Au bord de la route
J'ai croisé cette femme hier soir, elle attendait sur le bord de la route, à côté de l'horodateur, à la sortie du parking, près de son gobelet de mendiante.
C'est dur d'être debout quand on est enceinte, mais pour mendier, c'est plus facile. Et puis ce n'était qu'une Rom...
Tant de controverses en ce moment sur ces Roms, n'est-ce pas ? Voilà une question sérieuse, une question pour journalistes, avec arguments et contre-arguments. Il y a des gens qui savent. Beaucoup qui croient savoir. Quelques-uns qui décident.
Moi, je ne suis ni des uns ni des autres.
Je me suis seulement demandée, quand j'ai pris la photo, si cette femme qui allait bientôt donner la VIE connaissait assez de français et savait assez bien lire pour comprendre le sens de ce mot majuscule, posé sur le grand sac bleu qui renfermait sa fortune du jour. Que contenait-il, du reste, ce baluchon de plastique qui était à ses pieds toute la VIE : prises de poubelles, épaves de trottoirs ? ou plutôt dons venus du tout proche Secours Populaire ? - étrange caverne d'Ali-Baba à l'envers d'où on voit sortir chaque jour de longues, lentes cohortes de pauvres, chargés de ce qu'il faut, à peu près, pour continuer la route, rester encore un peu en VIE.
Puis j'ai pensé à un autre mot : PRO-GRÈS... j'avais appris autrefois, quand j'étudiais le latin et l'histoire, que c'était la belle marche en avant, radieuse et triomphante, des peuples allant ensemble vers l'avenir, la splendide avancée d'une grande humanité réconciliée, sur l'avenue glorieuse des civilisations qui fait la VIE si belle, qui fait l'homme sacré.
PRO-GRÈS - un mot qui me plaisait tant, qui me faisait rêver...

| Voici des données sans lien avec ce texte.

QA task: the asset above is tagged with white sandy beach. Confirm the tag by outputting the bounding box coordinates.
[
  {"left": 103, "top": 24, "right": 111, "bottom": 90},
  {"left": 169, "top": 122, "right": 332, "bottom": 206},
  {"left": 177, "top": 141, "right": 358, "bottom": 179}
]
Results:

On ne m'avait pas dit qu'en réalité - comme on dit aujourd'hui quand on ne rêve pas, quand on est réaliste, qu'on a les pieds sur terre et la pensée loin des étoiles -, tant de gens en ce monde auraient à prendre l'autre route. La route grise, triste et honteuse, qui va sous les fenêtres murées des villes assombries, le long chemin où il fait faim, où il fait laid, où il fait froid. Qui laisse aux caniveaux tant de cadavres, et sur ses bords tant d'existences oubliées. Debout derrière les barrières. Près de leurs sacs de plastique. Regardant, de très loin, passer cette merveille majuscule qu'on appelle la VIE.